Phelps has had a fairly lengthy, sometimes controversial relationship with poker, and elite athletes are quickly becoming the new must-have spokespeople for major online poker rooms (e.g. Nadal at PokerStars and GSP at 888). The first regulated online poker room in the US is set to go online as early as September 2012 and it now seems inevitable that at least a third of the country will follow by 2014.
On top of all of that, poker is clearly on Phelps’ mind as the Olympics wind down. His post-win tweets included shout-outs to poker players such as Jen Harman and Christian Harder; perhaps most interestingly, Phelps also suggested that working on his poker game remains a priority:
I love learning from
@magicantonio … Everyone has a style…
— Michael Phelps (@MichaelPhelps) August 5, 2012
(@Magicantonio being, of course, recent Big One for One Drop winner Antonio Esfandiari).
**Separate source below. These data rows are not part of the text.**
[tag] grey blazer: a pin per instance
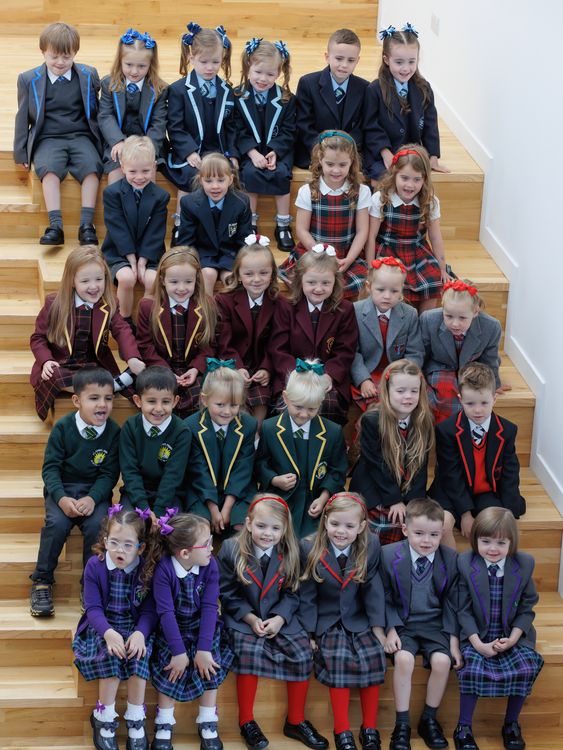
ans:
(480, 345)
(403, 338)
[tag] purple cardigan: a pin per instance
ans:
(166, 589)
(96, 598)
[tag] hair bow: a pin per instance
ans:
(322, 247)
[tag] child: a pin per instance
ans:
(395, 440)
(401, 212)
(399, 105)
(477, 466)
(246, 310)
(333, 209)
(331, 99)
(265, 113)
(154, 446)
(133, 100)
(259, 571)
(496, 600)
(316, 324)
(56, 129)
(72, 330)
(454, 336)
(176, 329)
(221, 465)
(135, 215)
(301, 456)
(420, 581)
(343, 610)
(215, 219)
(388, 330)
(188, 660)
(113, 640)
(80, 469)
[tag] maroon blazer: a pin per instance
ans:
(235, 339)
(44, 350)
(159, 351)
(335, 343)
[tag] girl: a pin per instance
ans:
(265, 113)
(133, 99)
(395, 440)
(176, 329)
(72, 330)
(388, 329)
(343, 607)
(220, 469)
(399, 105)
(113, 640)
(188, 660)
(334, 209)
(316, 324)
(246, 310)
(300, 455)
(457, 334)
(401, 211)
(215, 219)
(259, 590)
(496, 600)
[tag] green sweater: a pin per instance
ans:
(153, 465)
(72, 459)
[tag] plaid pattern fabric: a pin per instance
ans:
(510, 673)
(346, 659)
(403, 235)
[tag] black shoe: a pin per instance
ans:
(41, 600)
(253, 736)
(87, 234)
(512, 736)
(306, 733)
(400, 738)
(431, 732)
(53, 236)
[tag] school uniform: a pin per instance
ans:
(267, 127)
(87, 345)
(288, 655)
(470, 477)
(56, 128)
(134, 225)
(491, 605)
(124, 113)
(221, 467)
(318, 110)
(445, 357)
(319, 461)
(198, 123)
(217, 238)
(339, 613)
(176, 345)
(392, 129)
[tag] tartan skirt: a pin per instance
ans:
(279, 658)
(350, 660)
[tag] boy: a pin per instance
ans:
(420, 581)
(154, 445)
(56, 129)
(476, 462)
(80, 470)
(331, 99)
(135, 216)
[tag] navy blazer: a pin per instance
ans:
(317, 110)
(31, 108)
(519, 597)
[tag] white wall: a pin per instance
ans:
(495, 67)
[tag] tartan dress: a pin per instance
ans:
(512, 672)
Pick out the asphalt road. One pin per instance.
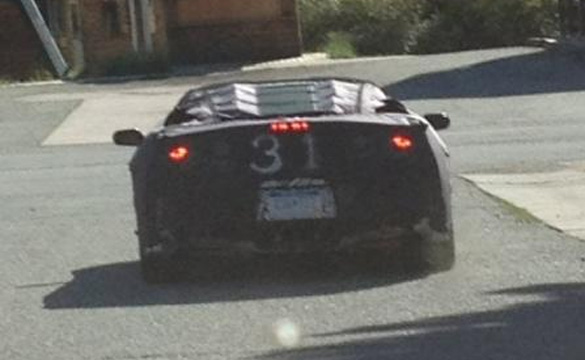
(69, 282)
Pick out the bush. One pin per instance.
(463, 24)
(426, 26)
(376, 26)
(340, 46)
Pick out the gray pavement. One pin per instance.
(69, 284)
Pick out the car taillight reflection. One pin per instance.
(289, 127)
(179, 154)
(402, 142)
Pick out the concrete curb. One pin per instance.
(307, 60)
(556, 198)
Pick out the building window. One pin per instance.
(111, 18)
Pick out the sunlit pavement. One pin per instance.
(69, 282)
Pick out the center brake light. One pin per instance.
(179, 154)
(290, 127)
(402, 142)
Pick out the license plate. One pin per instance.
(296, 204)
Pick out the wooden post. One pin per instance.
(46, 37)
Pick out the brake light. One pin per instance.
(178, 154)
(289, 127)
(402, 142)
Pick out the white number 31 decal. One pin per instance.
(270, 145)
(272, 163)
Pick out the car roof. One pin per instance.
(269, 99)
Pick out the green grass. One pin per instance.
(520, 214)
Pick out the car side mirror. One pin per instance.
(439, 121)
(128, 137)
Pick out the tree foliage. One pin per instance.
(426, 26)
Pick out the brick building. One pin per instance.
(92, 34)
(233, 30)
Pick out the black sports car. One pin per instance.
(291, 166)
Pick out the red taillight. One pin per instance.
(178, 154)
(402, 142)
(289, 127)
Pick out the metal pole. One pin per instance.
(46, 37)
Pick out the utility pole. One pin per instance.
(33, 12)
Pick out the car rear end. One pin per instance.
(293, 185)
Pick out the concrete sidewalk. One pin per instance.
(557, 198)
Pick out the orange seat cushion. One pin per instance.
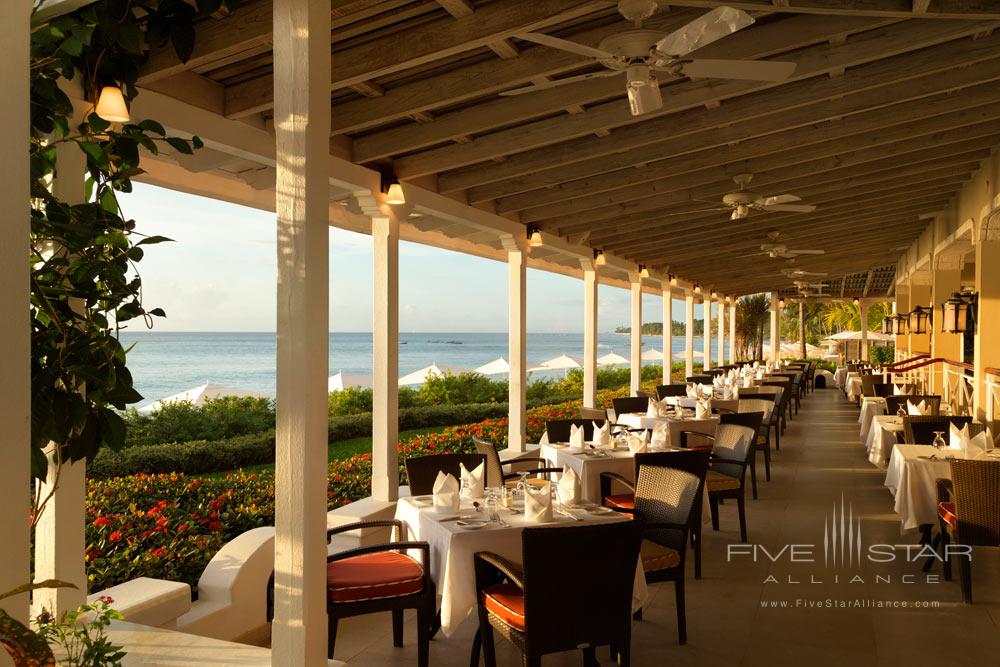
(624, 501)
(657, 557)
(506, 602)
(386, 574)
(947, 512)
The timing seems right. Phelps likes poker, and poker likes Phelps. Online poker is about to explode – at least in terms of availability – in the US, where Phelps should enjoy a post-Olympic glow for years to come.
There’s a big gap, however, between someone who is a good ambassador for an online poker room and someone who can catapult a game like online poker back to mainstream status. So which is Phelps?
Comparing Phelps to Moneymaker
To say Moneymaker caused the online poker boom is a bit misleading; it’s probably more accurate to say he accelerated and amplified the boom. Semantics aside, Moneymaker (and his improbable story) had three critical impacts: Legitimizing online poker through the widespread coverage his WSOP win generated (and continues to generate), providing a relatable narrative to new poker players (the “hey, I could do that” effect) and finally lending a recognizable face to an inherently impersonal industry.
Phelps certainly has a recognizable face and would immediately provide a distinct (and familiar) identity for an online poker room. His Olympic credentials, along with the blast of media attention his endorsement would ignite, would also eliminate any lingering questions people might have about the legal status of online poker in the US. Those are two of the biggest hurdles facing a reboot (or reboom) of the US market, and Phelps provides a nice answer to both.
While an Olympic champion can’t really sell the same “it could happen to anyone” narrative of Moneymaker, Phelps could end up being far easier for potential poker players to relate to than it seems at first. A room could, for example, employ his lack of experience as a common ground between new players and Phelps (ala PokerStars’ recent “Teach Nadal How to Play Poker” marketing campaign).
Either Way, The Game Has Changed
My point with this article isn’t necessarily to assert that Phelps will definitely spark a second online poker boom in the US (although I do think he’s an intriguing possibility for a company like Caesar’s). The interesting thing to me about examining Phelps as a potential frontman for online poker is what it says about just how different a world online poker could be post-regulation.
No offense to James Woods or Pamela Anderson, but the US market has never really seen an online poker room backed by a top-tier celebrity If Phelps is an enticing hypothetical, what do you think a Michael Jordan-backed room would do for the growth of the industry? Or how about a Main Event final table appearance by WSOP.com room host Jay-Z?
For those who remember the days when Mike Sexton was the most famous person (by far) associated with an online poker room, the second coming of online poker in the US should make for some pretty interesting viewing.